Холопов разыскал майора Владимира Семенова, горячо обнял его:
— Ну, братец, слышал радио: поздравляю с Красным Знаменем!
Коробов мигом достал в кузове объемистую флягу и предложил опустошить ее тут же по случаю награды. Но решено было сначала послушать, как это все было, поговорить с Семеновым спокойно, обстоятельно и трезво.
Все подробности улеглись у меня потом в один абзац газетного очерка.

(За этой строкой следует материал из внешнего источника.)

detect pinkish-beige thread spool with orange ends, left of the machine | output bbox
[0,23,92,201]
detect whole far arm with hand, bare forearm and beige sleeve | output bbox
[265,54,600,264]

Шли, вязли, бились в топях, цеплялись за кусты, выстилали путь хворостом, тащили на себе сорокапятимиллиметровые противотанковые пушки, несли на плечах занемогших и обессиленных товарищей, волочили боеприпасы и провиант, а в вещевых мешках на спине личный неприкосновенный запас — сухари и патроны. Не разведка какая-нибудь, не мелкие группы, а полки, целые полки с вооружением и тылами, со штабами и медпунктами.
Та подробность, что полки были не простыми, а парашютно-десантными, тоже примечательна: рожденный ползать летать не может, но рожденный летать может при случае и ползком упредить и ошеломить противника!
— Поход был в достаточной мере мучительным, — заключил Семенов. — Мы делали по сорок километров в сутки. А противник что же? Противник, как и следовало ожидать, не принял боя. Вот вам и удача тактического замысла. Смотрите, торжество продолжается.
На привале пели гармошки. Плясать охотников было мало. Почти вся пехота лежала, наслаждаясь теплым покоем, тишиной, красотой. Гармонисты тоже играли полулежа.
Это было отборное войско, совсем юное, веселое и шаловливое даже в изнеможении.
Флягу Коробова мы осушили. Долго говорили потом обо всем на свете, но, когда собрались уезжать, я спохватился, что о самом Семенове, который вел полки, ничего, собственно, неизвестно. За что ему Красное Знамя? Кто он? Кадровый офицер? Окончил академию? Где служил? Чем командовал? Где был перед войной?
Семенов смущенно ответил:
— Ничего такого, что годилось бы для печати…
— А все-таки?
— Не кадровый. Не кончал академии. Ничем не командовал. А перед войной был… редактором журнала «Мурзилка»!
Черт знает что! Редактор «Мурзилки» ведет лесной чащобой грозные полки… Сказка!
Акимовка — понятие журналистское.
Наш корпус (не танковый и не стрелковый, а корреспондентский) стоял в Акимовке зимой сорок четвертого года в тяжелые месяцы затишья.
Там мы в полной мере познали сущность южной, приазовской, степной грязи. Акимовка погубила нам несколько машин. Акимовка гробила нашу оперативность.
Зимние акимовские вечера бывали часто голодными, потому что наша хата стояла на одном краю огромного села, а штабная столовая — на другом, и между ними лежала непролазная тьма.
С частями переднего края связывали нас короткие заморозки. Материал добывался ночными бросками.
Однажды заморозок подвел нас. Мы с Константином Тараданкиным застряли в грязи в селе Агайман на несколько дней.
Колхоз праздновал возрождение и Новый год. Вся председательская хата залита была поросячьим студнем. До утра плясали в хмельном угаре старики и вдовы. Нас с Тараданкиным поили горилкой партизаны-бородачи, только что вышедшие из плавней.
Где-то поблизости стояли наши радисты, они дали деревне проводок, и старенький репродуктор хрипел музыкой из Москвы.
Дед кричал в репродуктор:
— Салют давай! Приказ давай! Последний час давай!
А к утренней сводке все протрезвились. Была хорошая сводка. Но о нашем участке не было в ней ни слова, как будто война здесь кончилась.
Мы вернулись в Акимовку, улучив заморозок.